If a judge's private key were compromised there are solutions. Treat the judge as an intermediary CA cert (I'm assuming there would be an actual root somewhere) that issues individual certs per warrant. The software on the phone (which holds the ability to decrypt the data) then verifies the entire chain of trust. If the signature appears correct and everything validates, but the certificate revocation list is too old/can't be updated, maybe it enters some kind of lock mode that only the carrier/manufacturer can unlock. But it gives the LEO nothing and prevents the user from deleting data.
All accesses must be logged. This way we can see what warrants have been executed and can track to see if they match what the judge has issued. Any discrepancy can lead to cert revocation.
And the phone knows what time it is because...?
All an attacker has to do is put the phone in a Faraday cage and spoof the cell time while the cert is stolen. trivial.
If a judge's private key were compromised there are solutions.
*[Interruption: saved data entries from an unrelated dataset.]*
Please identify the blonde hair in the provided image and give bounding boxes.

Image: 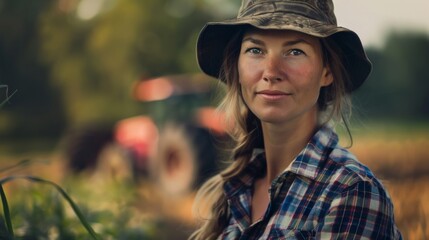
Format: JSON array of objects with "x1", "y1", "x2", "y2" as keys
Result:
[{"x1": 190, "y1": 28, "x2": 352, "y2": 240}]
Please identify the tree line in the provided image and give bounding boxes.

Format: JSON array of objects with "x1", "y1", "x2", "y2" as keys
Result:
[
  {"x1": 354, "y1": 31, "x2": 429, "y2": 121},
  {"x1": 0, "y1": 0, "x2": 428, "y2": 142}
]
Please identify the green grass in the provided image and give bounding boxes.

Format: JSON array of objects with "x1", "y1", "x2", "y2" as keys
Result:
[{"x1": 0, "y1": 159, "x2": 159, "y2": 239}]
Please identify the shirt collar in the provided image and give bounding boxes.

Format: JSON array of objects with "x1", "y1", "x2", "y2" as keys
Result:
[
  {"x1": 224, "y1": 125, "x2": 338, "y2": 198},
  {"x1": 288, "y1": 125, "x2": 338, "y2": 180}
]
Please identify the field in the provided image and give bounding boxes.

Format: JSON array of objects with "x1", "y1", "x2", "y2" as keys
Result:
[
  {"x1": 0, "y1": 123, "x2": 428, "y2": 239},
  {"x1": 348, "y1": 123, "x2": 429, "y2": 239}
]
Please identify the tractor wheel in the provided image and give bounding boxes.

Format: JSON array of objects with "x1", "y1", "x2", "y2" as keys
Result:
[
  {"x1": 152, "y1": 123, "x2": 225, "y2": 196},
  {"x1": 62, "y1": 124, "x2": 114, "y2": 172},
  {"x1": 62, "y1": 124, "x2": 134, "y2": 183}
]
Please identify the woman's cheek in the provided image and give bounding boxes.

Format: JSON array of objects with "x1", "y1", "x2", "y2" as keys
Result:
[{"x1": 239, "y1": 61, "x2": 260, "y2": 84}]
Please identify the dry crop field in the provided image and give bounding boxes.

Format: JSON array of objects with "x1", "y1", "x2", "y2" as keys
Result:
[
  {"x1": 348, "y1": 123, "x2": 429, "y2": 239},
  {"x1": 0, "y1": 123, "x2": 428, "y2": 239}
]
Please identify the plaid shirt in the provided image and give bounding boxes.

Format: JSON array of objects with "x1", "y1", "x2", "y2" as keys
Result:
[{"x1": 219, "y1": 126, "x2": 402, "y2": 239}]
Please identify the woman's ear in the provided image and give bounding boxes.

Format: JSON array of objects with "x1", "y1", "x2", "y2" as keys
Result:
[{"x1": 321, "y1": 66, "x2": 333, "y2": 87}]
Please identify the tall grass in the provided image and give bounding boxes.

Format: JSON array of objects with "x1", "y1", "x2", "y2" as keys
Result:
[
  {"x1": 0, "y1": 157, "x2": 162, "y2": 239},
  {"x1": 0, "y1": 160, "x2": 100, "y2": 239}
]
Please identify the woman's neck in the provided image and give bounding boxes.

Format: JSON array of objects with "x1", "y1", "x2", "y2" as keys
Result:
[{"x1": 261, "y1": 114, "x2": 318, "y2": 183}]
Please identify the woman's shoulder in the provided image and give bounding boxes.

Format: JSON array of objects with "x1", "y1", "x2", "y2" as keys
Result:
[
  {"x1": 330, "y1": 146, "x2": 370, "y2": 176},
  {"x1": 306, "y1": 125, "x2": 381, "y2": 188},
  {"x1": 324, "y1": 144, "x2": 386, "y2": 192}
]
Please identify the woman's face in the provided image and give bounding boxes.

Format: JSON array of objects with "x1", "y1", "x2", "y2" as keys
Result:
[{"x1": 238, "y1": 29, "x2": 333, "y2": 126}]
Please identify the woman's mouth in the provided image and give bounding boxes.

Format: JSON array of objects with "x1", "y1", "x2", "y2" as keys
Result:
[{"x1": 256, "y1": 90, "x2": 292, "y2": 100}]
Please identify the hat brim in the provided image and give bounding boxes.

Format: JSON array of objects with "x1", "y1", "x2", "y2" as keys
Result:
[{"x1": 197, "y1": 13, "x2": 371, "y2": 92}]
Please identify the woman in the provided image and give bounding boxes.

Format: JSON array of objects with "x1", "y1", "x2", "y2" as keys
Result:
[{"x1": 191, "y1": 0, "x2": 402, "y2": 239}]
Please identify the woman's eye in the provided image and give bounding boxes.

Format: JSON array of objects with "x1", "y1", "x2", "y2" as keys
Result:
[
  {"x1": 288, "y1": 49, "x2": 304, "y2": 56},
  {"x1": 245, "y1": 48, "x2": 263, "y2": 55}
]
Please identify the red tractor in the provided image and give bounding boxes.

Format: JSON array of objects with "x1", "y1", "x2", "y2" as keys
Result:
[{"x1": 63, "y1": 74, "x2": 230, "y2": 195}]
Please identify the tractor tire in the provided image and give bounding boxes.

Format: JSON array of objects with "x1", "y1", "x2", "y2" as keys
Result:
[
  {"x1": 62, "y1": 124, "x2": 135, "y2": 182},
  {"x1": 63, "y1": 124, "x2": 114, "y2": 173},
  {"x1": 152, "y1": 123, "x2": 227, "y2": 196}
]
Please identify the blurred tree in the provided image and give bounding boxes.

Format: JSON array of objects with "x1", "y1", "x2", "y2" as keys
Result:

Treat the judge as an intermediary CA cert (I'm assuming there would be an actual root somewhere) that issues individual certs per warrant. The software on the phone (which holds the ability to decrypt the data) then verifies the entire chain of trust. If the signature appears correct and everything validates, but the certificate revocation list is too old/can't be updated, maybe it enters some kind of lock mode that only the carrier/manufacturer can unlock. But it gives the LEO nothing and prevents the user from deleting data.
All accesses must be logged. This way we can see what warrants have been executed and can track to see if they match what the judge has issued. Any discrepancy can lead to cert revocation.